Invicto até o presente momento pelo Atlético – foram cinco jogos, com quatro vitórias e um empate -, o técnico Jorge Sampaoli foi aposta da diretoria para recolocar o Atlético no caminho das grandes vitórias e, principalmente conquistas. Em 2017, esta foi a decisão tomada pelo diretor executivo Ramón Rodríguez Verdejo, o Monchi, no Sevilla.

Para entender mais o que o comandante argentino representou na história do clube espanhol, o Hoje em Dia conversou com Juan Antonio Pineda, repórter da Rádio Marca e setorista do alviverde.

“Sampaoli chegou aqui como uma aposta pessoal de Monchi, diretor executivo do Sevilla, e mudou radicalmente a forma de jogar da equipe. Antes dele, o time jogava na defesa e saindo forte no contra-ataque. Com o argentino, Monchi quis dar um diferencial importante ao clube. Trouxe jogadores com um outro perfil, de muito toque e domínio da posse de bola durante as partidas.
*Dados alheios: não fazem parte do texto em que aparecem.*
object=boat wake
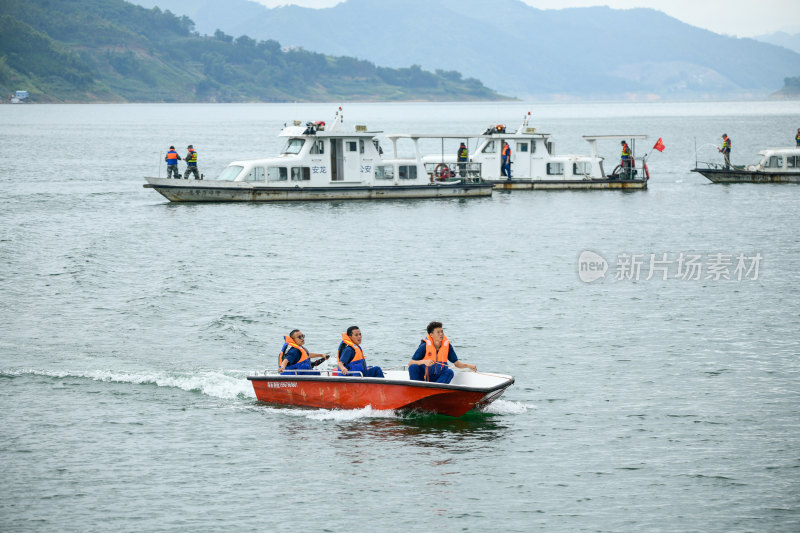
[0,368,255,400]
[482,399,536,415]
[6,368,535,416]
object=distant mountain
[0,0,504,102]
[137,0,800,98]
[753,31,800,53]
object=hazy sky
[255,0,800,37]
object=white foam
[2,369,256,400]
[483,399,536,415]
[276,405,399,422]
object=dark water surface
[0,102,800,532]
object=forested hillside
[0,0,503,102]
[138,0,800,100]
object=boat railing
[607,157,646,180]
[695,161,746,170]
[425,161,482,183]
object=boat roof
[583,134,647,141]
[386,132,550,139]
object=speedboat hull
[692,168,800,183]
[247,370,514,417]
[144,178,492,202]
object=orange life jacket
[422,335,450,366]
[336,333,364,363]
[278,335,308,365]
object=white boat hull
[487,179,647,191]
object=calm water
[0,102,800,532]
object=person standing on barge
[408,322,478,383]
[500,141,511,181]
[164,146,181,180]
[456,143,469,178]
[183,144,203,180]
[336,326,383,378]
[278,329,330,376]
[717,133,731,170]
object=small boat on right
[692,148,800,183]
[414,113,650,190]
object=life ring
[433,163,453,181]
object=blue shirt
[283,344,301,366]
[411,340,458,363]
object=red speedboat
[247,369,514,416]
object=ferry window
[267,167,288,181]
[217,165,244,181]
[572,162,592,176]
[283,139,306,154]
[292,167,311,181]
[399,165,417,180]
[375,166,394,180]
[244,167,264,181]
[311,140,325,154]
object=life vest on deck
[422,335,450,366]
[336,333,367,365]
[278,335,308,366]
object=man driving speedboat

Já na primeira, ganhou de 6 a 4 do Espanyol, que é um resultado atípico. Defendia bastante mal, mas atacava muito e nos divertia muito. Existia aqui dois lados: um que era muito a favor dele e outro que era totalmente contra. Ele é uma pessoa muito peculiar”, destaca Pineda.

“Durante quatro ou cinco meses, fez um trabalho brilhante, brigando com Real Madrid e Barcelona, inclusive, com a possibilidade de classificação à Liga dos Campeões, o que é algo muito raro aqui em Sevilla. Contudo, mesmo com a quarta colocação e a vaga na Champions, acabou perdendo um pouco o vestiário e a parte física também pesou bastante na reta final da temporada”, acrescenta.
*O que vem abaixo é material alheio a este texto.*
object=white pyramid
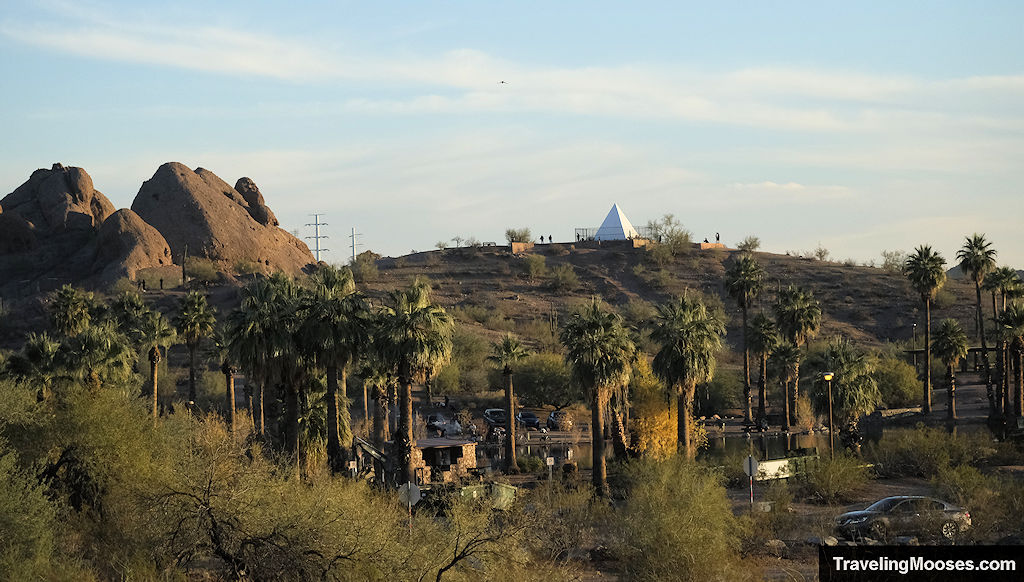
[594,204,640,241]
Apesar da eliminação nas oitavas de final para o Leicester, que seria o campeão daquela edição da Liga, o jornalista destaca os valores deixados por Sampaoli.

“O Sevilla chegou às oitavas de final, enfrentando o Leicester, que viria a ganhar a competição, nos pênaltis, mas os ingleses não eram superiores tecnicamente – o que deixou um ar de frustração na equipe. Pessoalmente, foi o técnico que mais me fez curtir o futebol; um jogo de ataque total”, finaliza.